だから、まあ把握しててもおかしくないわけで……。
でも里香にこのことを言うと、絶対に気持ち悪がられる……。
じーさんのきもいっぷりは、家族のぼくでもドンびくほどだからね。
あとで二人きりのときにケアしておこう。そうしよう。
「里香、ダリア。よく来た。じぃじは会いたかったぞい♡」
ぞいじゃねえよ。
ニコニコ顔のじーさんに、ふたりは頭を下げる。
「ま、松本梨香です。しんちゃ……信二君の彼女です」
「改めて、上田ダリアです。

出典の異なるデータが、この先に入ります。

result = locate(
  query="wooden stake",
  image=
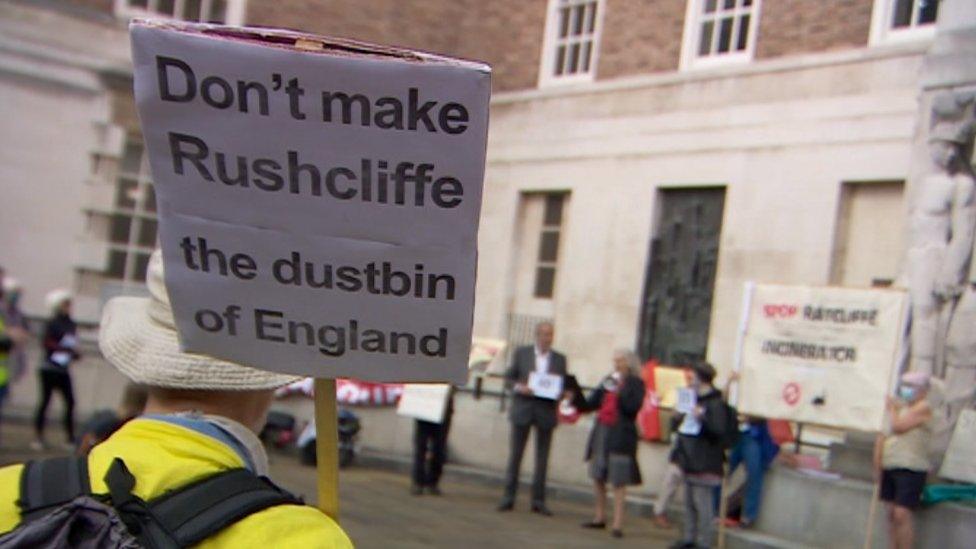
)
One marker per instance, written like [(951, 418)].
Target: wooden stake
[(872, 512), (327, 447)]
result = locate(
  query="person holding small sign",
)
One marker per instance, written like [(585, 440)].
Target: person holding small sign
[(612, 447), (536, 376), (901, 459), (707, 425)]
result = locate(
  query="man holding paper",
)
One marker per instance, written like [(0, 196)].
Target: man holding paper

その説はどうも。これを」
そういって、ダリアが包みをじーさんに渡す。
え? 包み?
三郎さんが受け取って、目を剥く。
「こりゃあ高原様の好物、栗粉餅じゃねえか!」
はて、と里香が首をかしげる。
「なぁに、くりこもち、って」
「長野のマイナなおかし。じーさん好きなんだ」
しかし、いつの間に……。
「あーしが作ったの」
「作った? すご……」
タッパに入ってるのは、どう見ても店で売られてるような、栗粉餅だった。
見た目は栗きんとん。
もちのうえに栗のペーストが乗ってる感じ。
てかすご……。
「わしのために作ってくれたのか! うぉおおお! 感激じゃああああああああああああああ!」
じーさん、大興奮。
もう……やめてほしいなぁ。
「でもいつの間に?」
「家を出る前にぱぱっとね。前に好きだって聞いてたし」
な、なるほど……しかし手土産か。
考えもしなかったな。
さすがダリア。気が利く妹だ。偉い!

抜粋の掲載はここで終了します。